End of Summer(Jihyung Park)

Our senses become more transparent and vivid under the scorching hot summer night. Countless creatures live in harmony between the shining stars in the sky and the refreshing scent of the grassy forest. Beneath this scenery, Seounghee Lee discovers the tangible exchange of power between humans and non-humans and shifts it into a wondrous realm of darkness and cosmic vistas. In her solo exhibition 𝐸𝑛𝑑 𝑜𝑓 𝑆𝑢𝑚𝑚𝑒𝑟, the artist seeks to depict surreal moments by drawing upon mythical and folkloric elements associated with animals that have been passed down through various cultures. Looking back, we have predicted imminent calamity by observing the constellation of Canis Major, with its star Sirius rising in the mid-summer. We also consider them as beings that empathize with humans spiritually, guiding us through the beginning and end of life. Can the images of dogs being born again through Lee’s hands become prophets hinting at the future direction of humanity and companions safeguarding our lives?

          The artist claims to exchange a signal with non-human entities in their daily coexistence. She recalls stories of the night sky with sparsely studded stars among the scattered dog food or receives messages of love and trust from the swift movements of a dog’s tail. These personal experiences evolve into unprecedented forms by merging with the artist’s sculptural agility and cultural references. In these processes, the materials such as tarot cards that foretell the future, a wish-granting stone mortar, constellation myths, and Greek mythology are all employed, playing a role in transcending real-life events into a supernatural dimension. Within the narrative framework created by Lee, humans, gods, and animals recognize and encounter their respective essences through surreal means.

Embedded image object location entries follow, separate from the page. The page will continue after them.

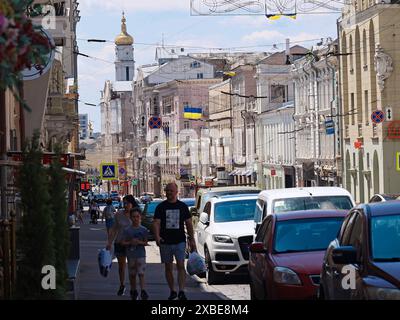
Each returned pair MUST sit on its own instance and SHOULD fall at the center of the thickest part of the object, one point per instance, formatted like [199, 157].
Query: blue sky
[147, 21]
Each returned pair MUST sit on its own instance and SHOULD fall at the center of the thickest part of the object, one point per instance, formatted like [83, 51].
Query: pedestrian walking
[80, 212]
[135, 239]
[122, 221]
[94, 212]
[108, 214]
[169, 222]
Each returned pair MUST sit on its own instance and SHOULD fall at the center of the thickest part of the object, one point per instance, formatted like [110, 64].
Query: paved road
[92, 286]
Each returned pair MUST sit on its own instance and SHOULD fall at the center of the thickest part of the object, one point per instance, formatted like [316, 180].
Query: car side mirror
[344, 255]
[204, 218]
[257, 247]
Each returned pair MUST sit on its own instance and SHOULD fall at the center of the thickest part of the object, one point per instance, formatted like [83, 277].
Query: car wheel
[211, 275]
[321, 293]
[253, 295]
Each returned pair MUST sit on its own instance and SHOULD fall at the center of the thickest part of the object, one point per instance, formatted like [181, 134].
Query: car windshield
[189, 202]
[385, 233]
[234, 210]
[305, 234]
[311, 203]
[207, 196]
[150, 208]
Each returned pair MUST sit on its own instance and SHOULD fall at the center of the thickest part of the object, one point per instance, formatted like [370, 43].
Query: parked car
[286, 257]
[114, 195]
[224, 233]
[117, 205]
[368, 244]
[203, 195]
[295, 199]
[381, 197]
[190, 202]
[100, 198]
[148, 215]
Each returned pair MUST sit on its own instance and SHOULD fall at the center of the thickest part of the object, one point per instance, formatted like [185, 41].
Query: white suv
[224, 234]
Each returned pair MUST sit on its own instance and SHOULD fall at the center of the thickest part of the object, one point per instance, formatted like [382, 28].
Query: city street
[266, 134]
[92, 286]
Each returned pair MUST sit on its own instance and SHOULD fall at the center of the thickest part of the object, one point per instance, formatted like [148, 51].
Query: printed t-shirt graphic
[172, 219]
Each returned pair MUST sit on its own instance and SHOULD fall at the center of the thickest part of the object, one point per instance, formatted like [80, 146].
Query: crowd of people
[128, 239]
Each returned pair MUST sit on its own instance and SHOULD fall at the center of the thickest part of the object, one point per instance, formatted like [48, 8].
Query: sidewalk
[92, 286]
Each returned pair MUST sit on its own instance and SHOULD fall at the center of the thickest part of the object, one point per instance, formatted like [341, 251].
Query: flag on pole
[192, 113]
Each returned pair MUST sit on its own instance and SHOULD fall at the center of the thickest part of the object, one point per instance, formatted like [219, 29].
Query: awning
[69, 170]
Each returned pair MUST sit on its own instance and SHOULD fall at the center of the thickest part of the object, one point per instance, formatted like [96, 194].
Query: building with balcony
[317, 130]
[369, 68]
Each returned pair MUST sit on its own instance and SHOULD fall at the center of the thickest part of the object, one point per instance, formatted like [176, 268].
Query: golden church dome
[123, 38]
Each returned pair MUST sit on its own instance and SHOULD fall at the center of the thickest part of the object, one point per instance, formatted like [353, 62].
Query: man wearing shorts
[135, 239]
[169, 220]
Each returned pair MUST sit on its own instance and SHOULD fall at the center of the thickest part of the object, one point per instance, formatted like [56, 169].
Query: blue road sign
[378, 116]
[329, 127]
[108, 171]
[155, 122]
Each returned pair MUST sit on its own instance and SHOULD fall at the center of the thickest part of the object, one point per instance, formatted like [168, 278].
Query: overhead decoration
[272, 9]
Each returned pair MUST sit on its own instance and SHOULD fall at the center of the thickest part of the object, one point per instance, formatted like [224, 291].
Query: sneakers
[144, 295]
[172, 295]
[181, 295]
[121, 290]
[134, 294]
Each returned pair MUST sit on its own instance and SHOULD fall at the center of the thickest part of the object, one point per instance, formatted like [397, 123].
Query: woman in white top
[121, 222]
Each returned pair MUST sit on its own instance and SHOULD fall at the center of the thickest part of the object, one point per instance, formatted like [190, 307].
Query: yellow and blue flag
[192, 113]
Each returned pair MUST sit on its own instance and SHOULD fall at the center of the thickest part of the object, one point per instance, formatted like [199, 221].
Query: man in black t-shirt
[170, 219]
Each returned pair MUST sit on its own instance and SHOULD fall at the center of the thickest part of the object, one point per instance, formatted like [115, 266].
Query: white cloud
[136, 5]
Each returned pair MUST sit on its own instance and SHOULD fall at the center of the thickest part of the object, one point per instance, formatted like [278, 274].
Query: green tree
[35, 243]
[59, 212]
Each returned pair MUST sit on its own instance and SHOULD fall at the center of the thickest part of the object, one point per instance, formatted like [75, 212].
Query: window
[268, 233]
[261, 232]
[366, 106]
[207, 208]
[303, 235]
[234, 211]
[258, 210]
[385, 238]
[311, 203]
[352, 110]
[278, 93]
[347, 230]
[195, 64]
[168, 104]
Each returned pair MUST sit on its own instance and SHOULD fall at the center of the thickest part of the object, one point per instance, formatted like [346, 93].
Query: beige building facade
[370, 73]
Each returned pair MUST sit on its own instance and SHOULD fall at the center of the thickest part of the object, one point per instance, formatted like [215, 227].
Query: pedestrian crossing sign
[398, 161]
[108, 171]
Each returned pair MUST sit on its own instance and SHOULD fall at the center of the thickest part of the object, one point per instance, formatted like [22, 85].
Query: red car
[286, 258]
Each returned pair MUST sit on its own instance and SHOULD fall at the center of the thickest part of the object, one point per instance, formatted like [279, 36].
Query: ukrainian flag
[192, 113]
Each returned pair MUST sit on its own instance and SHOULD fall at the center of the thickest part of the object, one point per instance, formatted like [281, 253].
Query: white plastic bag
[195, 264]
[105, 261]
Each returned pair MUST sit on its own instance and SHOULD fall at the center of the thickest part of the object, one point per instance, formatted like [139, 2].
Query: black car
[363, 262]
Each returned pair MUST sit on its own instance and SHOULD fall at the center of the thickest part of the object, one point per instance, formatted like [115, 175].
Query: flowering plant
[21, 44]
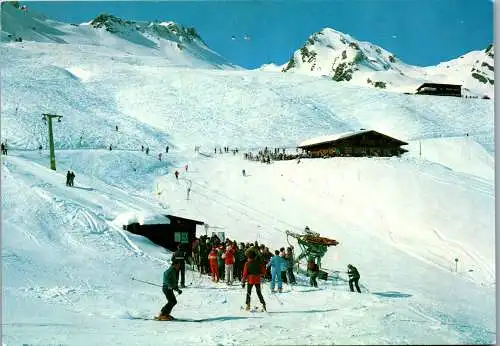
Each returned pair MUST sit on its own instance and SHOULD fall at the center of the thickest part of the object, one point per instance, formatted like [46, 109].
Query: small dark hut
[440, 89]
[360, 143]
[180, 230]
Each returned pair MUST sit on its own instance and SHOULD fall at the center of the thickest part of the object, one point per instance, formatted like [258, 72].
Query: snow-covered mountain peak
[338, 55]
[178, 44]
[167, 30]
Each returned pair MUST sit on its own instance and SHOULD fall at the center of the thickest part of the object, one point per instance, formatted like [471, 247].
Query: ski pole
[274, 295]
[146, 282]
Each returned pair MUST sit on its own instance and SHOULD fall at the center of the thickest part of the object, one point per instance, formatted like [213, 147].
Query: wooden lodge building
[358, 143]
[440, 89]
[180, 230]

          In the three pieces of painting located on the gallery’s lower floor, a fusion of mythological narratives unfolds. It contains the story of Actaeon, who became a deer-human and was killed by his hunting dog by peeking at the goddess, Artemis, who shot and killed her beloved Orion with an arrow, and a dog riding a unicorn in between them. The canvas, covered with thick medium and bold colors, deconstructs the anticipated probability of mythical narratives we already knew. The paintings insteadly serve the vitality and enigma of moments that transcend binary thinking, foster new relationships between humans and non-humans, and when various entities with different weights share friendship and love on an equal field. Unlike the blue texture of Lee’s painting, the sculptures with smooth surfaces are based on three-dimensional modelling are completed by combining different parts of diverse animals and natural images in a digital environment before printing in specific sizes and colors. Each object with a unique shape, such as , becomes a totemic symbol placed in the space, presenting as vessels that hold the artist’s unshaped dreams and desires. The audiences could bring forth their wishes or receive the energies from these playful monuments.
          The artist bravely and persistently explores the possibility of coexistence between beings that are not easily captured on the surface of reality or linguistically defined. Reading someone else’s mind, living alongside them, and facilitating methods of extended communication with them become questions that penetrate her entire life. The images embodied by the combination of flexible forms and imagination dissolve rigid criteria of our judgments and ask for a more open-minded dialogue. In the proposed journey, Lee carefully hopes for a connection between diverse entities, transcending fixed beliefs and biased standards, forming an alternative solidarity.